Our minds are constantly at work; we understand what other people say to us long before they finish speaking. However, for those with dementia, understanding what is being said and comprehending a situation can be difficult. You will start to notice that your loved one has difficulty following conversations or remembering things from several minutes ago. The best way to help them is by speaking slowly and clearly. The calmer and more organized you are when speaking with them, the more they will feel more at ease. Using simple words can also make communication easier, such as yes and no.
Be Prepared To Listen
As part of your plan for how to visit someone with dementia, make sure you have a plan for what you will do if they become agitated or uncomfortable. They might start yelling at you or talking in another language or ask questions they’ve asked before. The best way to manage this is just by listening and not trying to appease them by saying anything in particular. Remember that your loved one has a disease that makes communication difficult, so their words won’t necessarily be mean-spirited. Don’t take things personally if they get upset and yell at you.

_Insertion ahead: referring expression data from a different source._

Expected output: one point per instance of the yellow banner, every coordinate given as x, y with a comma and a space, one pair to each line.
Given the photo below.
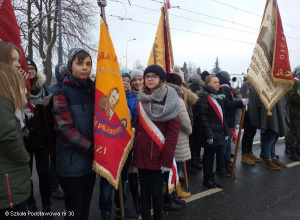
260, 71
113, 135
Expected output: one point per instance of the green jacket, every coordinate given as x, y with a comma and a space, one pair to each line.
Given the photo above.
14, 159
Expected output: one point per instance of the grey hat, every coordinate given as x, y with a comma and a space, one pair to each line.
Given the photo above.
136, 72
223, 77
72, 54
296, 71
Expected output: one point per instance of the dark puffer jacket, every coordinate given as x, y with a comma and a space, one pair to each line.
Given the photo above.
230, 105
73, 112
210, 125
147, 154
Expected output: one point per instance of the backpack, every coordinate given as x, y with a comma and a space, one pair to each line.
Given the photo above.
44, 125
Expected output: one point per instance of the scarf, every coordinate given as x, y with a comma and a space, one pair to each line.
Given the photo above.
134, 93
160, 112
220, 96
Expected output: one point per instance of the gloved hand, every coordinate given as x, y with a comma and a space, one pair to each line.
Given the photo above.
245, 101
210, 141
165, 169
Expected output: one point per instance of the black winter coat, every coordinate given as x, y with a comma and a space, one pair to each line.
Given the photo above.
230, 105
210, 125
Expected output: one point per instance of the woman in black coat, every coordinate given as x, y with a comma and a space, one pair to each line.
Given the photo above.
213, 126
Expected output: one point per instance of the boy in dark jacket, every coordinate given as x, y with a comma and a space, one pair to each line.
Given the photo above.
73, 111
230, 107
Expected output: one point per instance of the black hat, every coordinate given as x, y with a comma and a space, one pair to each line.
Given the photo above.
174, 78
31, 62
204, 74
126, 75
223, 77
157, 70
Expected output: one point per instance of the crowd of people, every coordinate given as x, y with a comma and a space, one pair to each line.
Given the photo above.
185, 116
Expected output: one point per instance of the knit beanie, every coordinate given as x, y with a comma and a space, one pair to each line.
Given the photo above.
126, 75
136, 72
31, 62
72, 54
177, 70
204, 74
296, 71
157, 70
223, 76
174, 78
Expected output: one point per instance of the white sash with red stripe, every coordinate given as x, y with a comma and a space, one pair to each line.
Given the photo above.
216, 107
154, 132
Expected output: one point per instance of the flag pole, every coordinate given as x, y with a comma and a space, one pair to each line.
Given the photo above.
102, 4
169, 36
121, 199
185, 175
239, 136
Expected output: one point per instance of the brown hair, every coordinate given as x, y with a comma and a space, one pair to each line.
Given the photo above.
6, 49
208, 78
11, 84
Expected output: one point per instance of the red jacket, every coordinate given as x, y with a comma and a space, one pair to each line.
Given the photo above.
147, 154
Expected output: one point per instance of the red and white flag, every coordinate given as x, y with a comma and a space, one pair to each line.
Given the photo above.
270, 72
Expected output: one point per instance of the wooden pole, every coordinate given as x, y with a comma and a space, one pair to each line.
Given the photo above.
121, 200
239, 137
185, 175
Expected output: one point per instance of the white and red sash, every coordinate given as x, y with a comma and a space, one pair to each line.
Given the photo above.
225, 85
216, 107
234, 135
154, 132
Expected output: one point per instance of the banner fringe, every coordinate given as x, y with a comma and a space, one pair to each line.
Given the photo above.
268, 108
106, 174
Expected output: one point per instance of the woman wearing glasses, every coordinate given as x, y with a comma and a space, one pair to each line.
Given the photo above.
157, 130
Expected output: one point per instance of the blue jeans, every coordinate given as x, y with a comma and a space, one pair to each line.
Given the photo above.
227, 156
270, 138
179, 167
151, 182
106, 189
220, 158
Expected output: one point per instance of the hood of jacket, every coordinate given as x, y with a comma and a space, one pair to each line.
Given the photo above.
58, 76
41, 79
195, 83
178, 89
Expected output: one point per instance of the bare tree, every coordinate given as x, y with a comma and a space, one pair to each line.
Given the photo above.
185, 71
38, 21
216, 68
192, 68
138, 65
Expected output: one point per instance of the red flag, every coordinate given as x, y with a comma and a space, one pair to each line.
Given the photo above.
281, 66
10, 32
168, 4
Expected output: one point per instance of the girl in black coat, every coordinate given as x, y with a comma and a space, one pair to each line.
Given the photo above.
213, 126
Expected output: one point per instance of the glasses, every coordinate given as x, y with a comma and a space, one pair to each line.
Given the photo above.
126, 81
152, 77
31, 69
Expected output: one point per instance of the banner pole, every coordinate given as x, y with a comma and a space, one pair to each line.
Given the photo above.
121, 200
239, 137
185, 175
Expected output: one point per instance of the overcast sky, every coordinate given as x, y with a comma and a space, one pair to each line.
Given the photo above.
201, 30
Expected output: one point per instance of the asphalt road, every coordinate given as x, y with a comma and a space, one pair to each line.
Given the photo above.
253, 193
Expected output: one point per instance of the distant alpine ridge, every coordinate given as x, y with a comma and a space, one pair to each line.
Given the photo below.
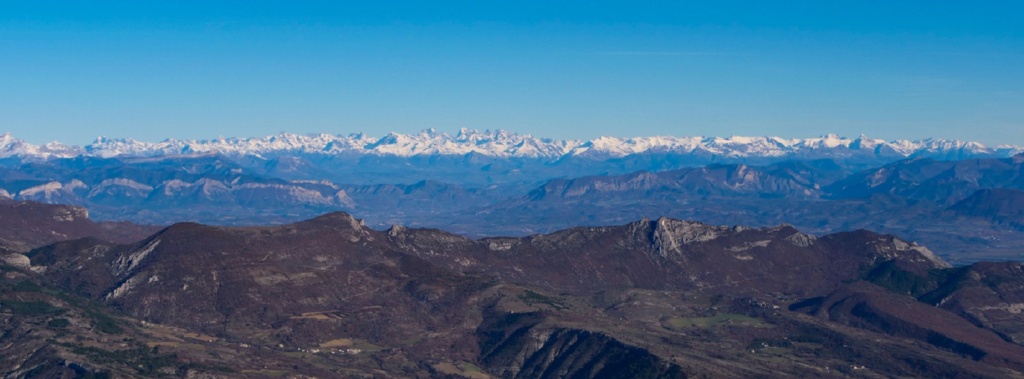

Create A Pleasant Environment
A pleasant environment is important for dementia patients. Make sure they are comfortable as well. For example, if your loved one gets cold easily, it’s better to keep them warm than make them uncomfortable because you want them to look a certain way. If they prefer being in pajamas all day, you might want to give them some leeway in their attire rather than putting them in clothes that stress or cause anxiety.
Make Your Loved Ones Your Priority, Not The Other Way Around
Keep all of your visits short (even if you have to make more of them). As a dementia patient’s condition worsens, their attention span will shrink. It’s best to limit your visit to fifteen minutes at most. They can lose track of conversations or become easily confused if they go too long. Keep topics light and avoid getting into emotionally charged subjects (i.e., family feuds or politics). Avoid asking questions that require much elaboration from your loved one, as well as riddles, jokes, or wordplay.
Find Creative Ways To Redirect Difficult Conversations
Like anyone else, people with dementia can have behavioral issues or get irritated. Understand that they aren’t angry with you, they’re reacting to internal confusion. A loved one yelling can be very upsetting, but in reality, their outburst has nothing to do with you. That doesn’t mean ignoring them is an option. Instead, redirect challenging conversations in creative ways. Remember that a person’s behavior may not be related to what you’re saying, regardless of what seems to be the case.